I love TED talks and this year I have been developing some online course work focussing on managing your career like a business. Part of the course work covers our limiting beliefs and unspoken assumptions around ourselves and our careers. In researching this topic these are 7 of my favourite TED talks that I have watched! Save this blog and watch them as and when you get time - they are well worth it!
My absolute favourite is a talk by Reshma Saujani. Reshma is the founder of Girls Who Code. She talks about how girls are socialised for perfection and as a result tend to hold back in areas where they are are unsure that they will get it 100% right. Her message is a resounding vote for trying, failing, getting back up, trying again and all the while growing and learning in the process.
Casey Brown talks about knowing and communicating your worth. It's a valuable illustration of your mindset. If you don’t believe you are worth it, it will reflect in how you are paid, in how you are treated, in how you treat yourself. So the message here is develop a mindset that is clear on your worth and then communicate it in words and in your actions. The language you use, the mindset you have all controls the way you think about yourself and that controls how others think of you.
Aside from being possibly the funniest TEDTalk I have ever watched, Shawn Achor shares an important message. Simply put, his message is that:
Our brains don’t work better when we work harder, they work better when we are positive.

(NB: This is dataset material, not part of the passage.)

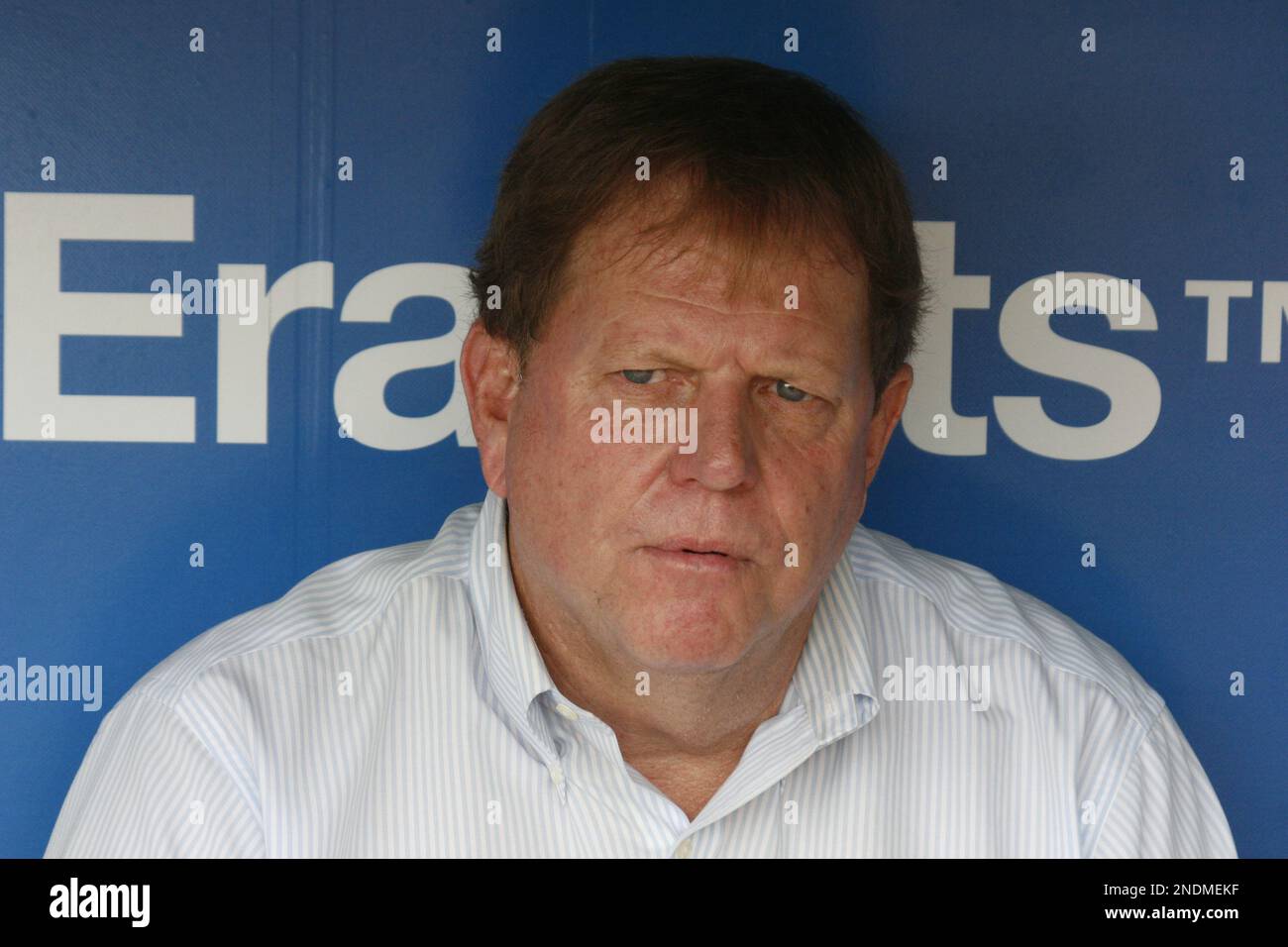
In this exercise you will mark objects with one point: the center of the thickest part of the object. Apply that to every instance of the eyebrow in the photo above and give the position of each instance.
(649, 352)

He goes on to talk more about positive psychology and the research that has been done around the link between your mindset and success. productivity, creativity and learning. In all instances the research says that if you have a positive mindset you are more likely to be successful.

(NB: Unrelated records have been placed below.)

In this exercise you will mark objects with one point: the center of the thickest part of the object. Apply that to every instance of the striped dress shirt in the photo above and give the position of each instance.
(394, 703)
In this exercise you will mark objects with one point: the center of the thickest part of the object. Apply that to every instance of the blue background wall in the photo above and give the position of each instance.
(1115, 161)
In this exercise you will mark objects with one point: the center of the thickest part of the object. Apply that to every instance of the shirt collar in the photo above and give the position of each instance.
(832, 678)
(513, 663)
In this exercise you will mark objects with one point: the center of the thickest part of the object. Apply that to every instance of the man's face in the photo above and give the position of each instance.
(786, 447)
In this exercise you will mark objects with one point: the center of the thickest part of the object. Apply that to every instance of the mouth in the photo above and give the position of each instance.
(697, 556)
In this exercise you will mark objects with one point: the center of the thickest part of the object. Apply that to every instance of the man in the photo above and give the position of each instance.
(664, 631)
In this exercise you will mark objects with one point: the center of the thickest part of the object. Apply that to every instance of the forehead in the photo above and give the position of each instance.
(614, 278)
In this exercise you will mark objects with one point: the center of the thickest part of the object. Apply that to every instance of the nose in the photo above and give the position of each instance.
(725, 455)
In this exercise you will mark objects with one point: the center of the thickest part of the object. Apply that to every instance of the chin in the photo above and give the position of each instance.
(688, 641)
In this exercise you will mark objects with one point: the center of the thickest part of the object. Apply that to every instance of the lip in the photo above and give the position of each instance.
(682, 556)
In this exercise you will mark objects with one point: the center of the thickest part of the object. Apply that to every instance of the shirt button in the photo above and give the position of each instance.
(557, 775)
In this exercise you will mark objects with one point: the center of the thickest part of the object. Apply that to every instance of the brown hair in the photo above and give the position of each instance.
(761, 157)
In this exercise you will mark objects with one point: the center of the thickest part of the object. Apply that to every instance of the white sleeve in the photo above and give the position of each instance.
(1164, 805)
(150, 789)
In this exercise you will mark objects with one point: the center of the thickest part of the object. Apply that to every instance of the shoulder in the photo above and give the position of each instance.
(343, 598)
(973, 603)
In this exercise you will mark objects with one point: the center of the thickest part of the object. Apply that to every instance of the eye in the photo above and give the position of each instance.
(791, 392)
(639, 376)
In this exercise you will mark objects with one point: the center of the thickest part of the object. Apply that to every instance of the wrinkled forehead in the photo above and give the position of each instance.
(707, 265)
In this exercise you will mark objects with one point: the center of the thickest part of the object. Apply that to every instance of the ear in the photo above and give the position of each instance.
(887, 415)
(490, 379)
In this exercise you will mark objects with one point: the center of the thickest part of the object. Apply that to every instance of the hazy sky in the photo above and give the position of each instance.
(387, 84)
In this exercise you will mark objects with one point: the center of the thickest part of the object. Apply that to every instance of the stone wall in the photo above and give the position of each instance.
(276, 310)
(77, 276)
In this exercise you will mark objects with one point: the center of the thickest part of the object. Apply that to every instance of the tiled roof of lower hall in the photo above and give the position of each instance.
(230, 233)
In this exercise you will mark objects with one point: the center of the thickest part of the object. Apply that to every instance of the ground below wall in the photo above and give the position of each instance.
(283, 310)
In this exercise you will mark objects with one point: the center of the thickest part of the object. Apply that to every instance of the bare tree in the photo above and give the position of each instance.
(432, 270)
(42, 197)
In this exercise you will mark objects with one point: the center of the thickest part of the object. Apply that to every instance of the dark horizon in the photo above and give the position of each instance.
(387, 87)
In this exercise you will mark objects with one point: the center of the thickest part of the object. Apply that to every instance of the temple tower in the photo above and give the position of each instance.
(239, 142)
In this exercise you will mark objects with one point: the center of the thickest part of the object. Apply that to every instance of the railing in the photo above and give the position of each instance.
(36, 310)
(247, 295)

Drew Dudley talks with humour and wisdom about the fact that leadership is not a position, but rather a behaviour and gives some lovely anecdotes about everyday leadership. In a world where we talk so much about servant leadership and the coach leader, but still see so many examples of bureaucratic leadership, this is a gentle reminder of the principle of being the leader you want to see.
This is a very straight forward talk from Susan Colantuono, emphasising the missing link that stops women moving from middle management positions into top management and leadership positions: business, strategic and financial acumen.

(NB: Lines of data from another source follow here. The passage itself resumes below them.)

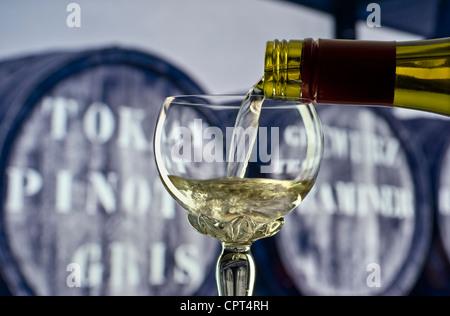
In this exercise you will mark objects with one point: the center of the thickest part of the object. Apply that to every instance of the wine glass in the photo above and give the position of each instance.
(280, 159)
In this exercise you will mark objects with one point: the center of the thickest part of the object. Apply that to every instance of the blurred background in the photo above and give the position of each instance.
(81, 84)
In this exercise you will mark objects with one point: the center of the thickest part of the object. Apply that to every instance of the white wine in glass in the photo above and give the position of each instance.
(234, 171)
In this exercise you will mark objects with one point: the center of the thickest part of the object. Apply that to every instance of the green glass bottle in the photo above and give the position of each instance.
(413, 75)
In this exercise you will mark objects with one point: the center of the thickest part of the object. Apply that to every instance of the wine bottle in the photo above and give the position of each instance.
(413, 75)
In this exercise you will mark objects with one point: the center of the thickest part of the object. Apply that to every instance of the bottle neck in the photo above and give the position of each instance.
(410, 74)
(331, 71)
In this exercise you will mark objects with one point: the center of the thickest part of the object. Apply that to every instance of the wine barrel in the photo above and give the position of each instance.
(365, 228)
(435, 139)
(83, 210)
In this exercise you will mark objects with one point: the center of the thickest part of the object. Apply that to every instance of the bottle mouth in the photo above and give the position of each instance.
(282, 69)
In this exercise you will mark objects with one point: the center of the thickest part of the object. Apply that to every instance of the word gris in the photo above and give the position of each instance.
(119, 265)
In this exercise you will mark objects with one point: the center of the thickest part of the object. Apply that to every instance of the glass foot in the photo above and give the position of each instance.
(235, 272)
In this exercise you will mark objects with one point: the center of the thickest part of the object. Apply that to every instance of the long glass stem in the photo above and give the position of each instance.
(235, 271)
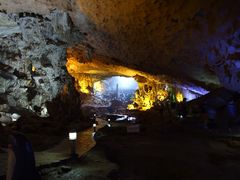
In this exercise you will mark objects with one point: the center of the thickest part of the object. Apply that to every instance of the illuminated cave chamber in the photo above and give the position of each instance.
(104, 85)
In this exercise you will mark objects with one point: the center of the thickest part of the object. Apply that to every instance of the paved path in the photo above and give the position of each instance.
(62, 150)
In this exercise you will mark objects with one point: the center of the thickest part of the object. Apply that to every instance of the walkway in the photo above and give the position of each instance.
(62, 150)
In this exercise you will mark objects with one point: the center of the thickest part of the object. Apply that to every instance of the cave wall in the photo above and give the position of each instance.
(33, 57)
(194, 40)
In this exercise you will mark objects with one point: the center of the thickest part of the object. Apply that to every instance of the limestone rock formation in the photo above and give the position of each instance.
(196, 41)
(33, 57)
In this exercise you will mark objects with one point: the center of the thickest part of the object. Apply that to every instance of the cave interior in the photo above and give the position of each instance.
(140, 77)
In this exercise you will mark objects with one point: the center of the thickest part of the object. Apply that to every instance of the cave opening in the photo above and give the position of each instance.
(120, 88)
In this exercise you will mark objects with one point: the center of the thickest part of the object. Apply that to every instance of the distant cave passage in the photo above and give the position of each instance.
(118, 87)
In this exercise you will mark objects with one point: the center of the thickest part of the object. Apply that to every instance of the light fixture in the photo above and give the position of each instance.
(109, 125)
(94, 127)
(15, 117)
(72, 136)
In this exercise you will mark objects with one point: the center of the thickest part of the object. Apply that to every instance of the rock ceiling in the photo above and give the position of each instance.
(195, 40)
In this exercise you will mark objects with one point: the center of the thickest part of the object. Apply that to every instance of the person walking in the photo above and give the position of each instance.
(21, 160)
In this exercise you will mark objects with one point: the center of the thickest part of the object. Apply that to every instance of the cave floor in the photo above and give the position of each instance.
(62, 150)
(170, 150)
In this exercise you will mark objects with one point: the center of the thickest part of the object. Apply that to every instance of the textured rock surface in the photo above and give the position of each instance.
(33, 57)
(194, 40)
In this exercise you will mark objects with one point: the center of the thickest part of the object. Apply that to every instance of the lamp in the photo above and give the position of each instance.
(109, 125)
(94, 127)
(73, 137)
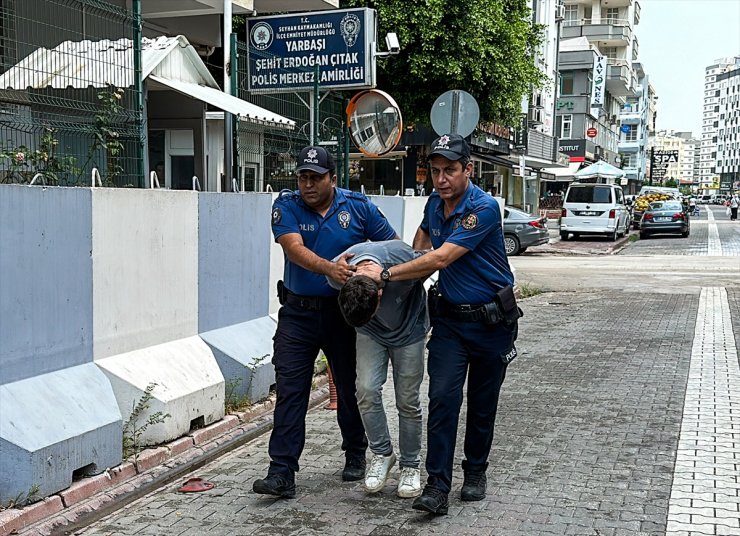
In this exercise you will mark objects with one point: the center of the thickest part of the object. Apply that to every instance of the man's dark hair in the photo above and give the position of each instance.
(358, 300)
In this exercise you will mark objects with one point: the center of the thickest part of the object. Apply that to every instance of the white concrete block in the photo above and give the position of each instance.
(54, 424)
(244, 353)
(189, 386)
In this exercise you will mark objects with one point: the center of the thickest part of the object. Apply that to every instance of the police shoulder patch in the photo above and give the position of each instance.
(277, 215)
(470, 222)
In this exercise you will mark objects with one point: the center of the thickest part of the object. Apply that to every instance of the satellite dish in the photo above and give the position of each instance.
(455, 112)
(374, 122)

One of the key issues I see holding people back in life is their fear of speaking up for themselves. This talk by Adam Galinsky is a powerful insight into how to speak up and be heard, how to advocate for yourself. He provides a set of tools that lower the risk of speaking up and increase your power as a speaker.
Our brains filter, distort and delete information in a bid to make sense of the world and protect us from danger. How I experience the world is different to how you experience the world. This creates exponential opportunities to perceive and understand the world, as well as endless opportunities for misunderstanding each other and what we see around us.
According to neuroscientist Anil Seth, we're all hallucinating all the time; when we agree about our hallucinations, we call it "reality." But there is immense power in knowing that we can so easily misperceive the world and ourselves - but only when we are curious and awake to what we see and experience.
This final TED talk on my list, is well worth watching even if all it does is leave you questioning the very nature of your existence.